Re: [PATCH] mm/memory_hotplug: drain per-cpu pages again during memory offline

[Michal Hocko]

On Thu 03-09-20 20:31:04, David Hildenbrand wrote:
> On 03.09.20 20:23, Pavel Tatashin wrote:
> > On Thu, Sep 3, 2020 at 2:20 PM David Hildenbrand <david@xxxxxxxxxx> wrote:
> >>
> >> On 03.09.20 08:38, Michal Hocko wrote:
[...]
> >>> diff --git a/mm/page_isolation.c b/mm/page_isolation.c
> >>> index 242c03121d73..56d4892bceb8 100644
> >>> --- a/mm/page_isolation.c
> >>> +++ b/mm/page_isolation.c
> >>> @@ -170,6 +170,14 @@ __first_valid_page(unsigned long pfn, unsigned long nr_pages)
> >>>   * pageblocks we may have modified and return -EBUSY to caller. This
> >>>   * prevents two threads from simultaneously working on overlapping ranges.
> >>>   *
> >>> + * Please note that there is no strong synchronization with the page allocator
> >>> + * either. Pages might be freed while their page blocks are marked ISOLATED.
> >>> + * In some cases pages might still end up on pcp lists and that would allow
> >>> + * for their allocation even when they are in fact isolated already. Depending on
> >>> + * how strong of a guarantee the caller needs drain_all_pages might be needed
> >>> + * (e.g. __offline_pages will need to call it after check for isolated range for
> >>> + * a next retry).
> >>> + *
> >>
> >> As expressed in reply to v2, I dislike this hack.
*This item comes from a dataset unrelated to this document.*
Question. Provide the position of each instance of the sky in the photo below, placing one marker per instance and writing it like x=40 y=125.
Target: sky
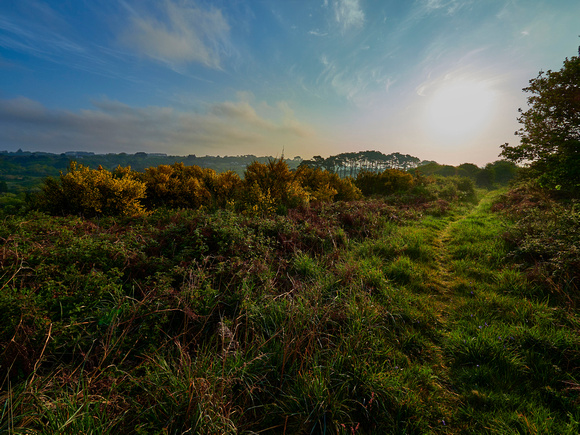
x=438 y=79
There is strong
> >> synchronization, just PCP is special. Allocating from MIGRATE_ISOLATE is
> >> just plain ugly.

Completely agreed! I am not happy about that either. But I believe this
hack is the easiest way forward for stable trees and as an immediate
fix. We can build on top of that of course.
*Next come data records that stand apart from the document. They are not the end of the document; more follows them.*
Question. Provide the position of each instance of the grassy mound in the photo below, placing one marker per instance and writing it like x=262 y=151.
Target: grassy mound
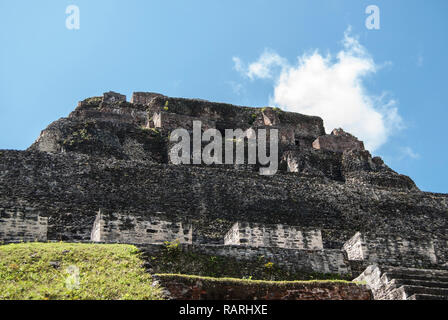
x=73 y=271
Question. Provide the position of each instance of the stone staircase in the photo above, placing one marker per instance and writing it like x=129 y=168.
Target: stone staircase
x=398 y=283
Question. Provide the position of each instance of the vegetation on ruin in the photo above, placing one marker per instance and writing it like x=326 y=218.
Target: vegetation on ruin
x=49 y=271
x=174 y=260
x=249 y=282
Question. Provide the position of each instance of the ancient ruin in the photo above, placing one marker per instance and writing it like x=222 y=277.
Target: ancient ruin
x=103 y=174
> >> Can't we temporarily disable PCP (while some pageblock in the zone is
> >> isolated, which we know e.g., due to the counter), so no new pages get
> >> put into PCP lists after draining, and re-enable after no pageblocks are
> >> isolated again? We keep draining the PCP, so it doesn't seem to be of a
> >> lot of use during that period, no? It's a performance hit already.

This is a good point.

> >> Then, we would only need exactly one drain. And we would only have to
> >> check on the free path whether PCP is temporarily disabled.
> > 
> > Hm, we could use a static branches to disable it, that would keep
> > release code just as fast, but I am worried it will make code even
> > uglier. Let's see what others in this thread think about this idea.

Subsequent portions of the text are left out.